Autónomo en su operación, el Fotobservatorio se articula a través de una instalación electrónica que, a manera de un repositorio, concentra datos de archivos que se adhieren de manera voluntaria, comparte experiencias y fomenta saberes especializados para el resguardo, catalogación, conservación y gestión fotográfica. (https://fotobservatorio.mx/)
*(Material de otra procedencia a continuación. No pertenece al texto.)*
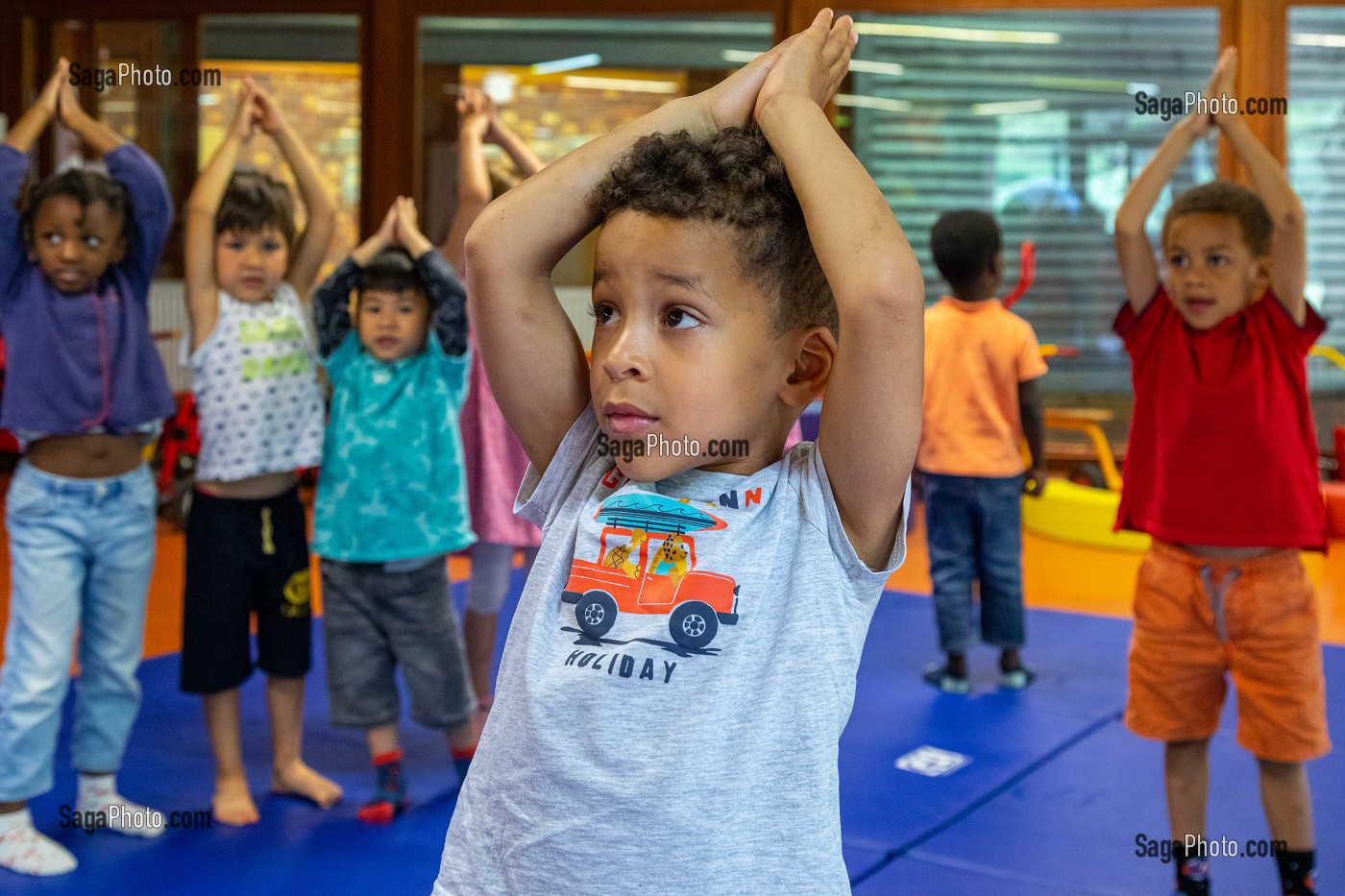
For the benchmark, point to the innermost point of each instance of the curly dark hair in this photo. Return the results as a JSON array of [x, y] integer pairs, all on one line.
[[390, 271], [1226, 198], [85, 187], [255, 201], [965, 245], [735, 180]]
Del lunes 12 al sábado 17 de abril –en intensas sesiones de 10 horas de duración que se transmitieron en vivo a través de Facebook–, realizó un foro que abordó temáticas relacionadas con registros de archivos, prácticas para la preservación y divulgación, estrategias para homologar normas de catalogación, y políticas sobre el uso y difusión de las imágenes. Este último punto, especialmente útil, fue tratado la tarde del miércoles 14 por la gestora de propiedad intelectual Lourdes Padilla Cabrera quien, después de cuestionar las modificaciones a la Ley de Derechos de Autor que se aprobaron el año pasado, respondió distintas preguntas sobre la complejidad de reproducir tanto imágenes autorales como procedentes de la web. (https://www.facebook.com/fotobservatoriomx/videos/842352133159538)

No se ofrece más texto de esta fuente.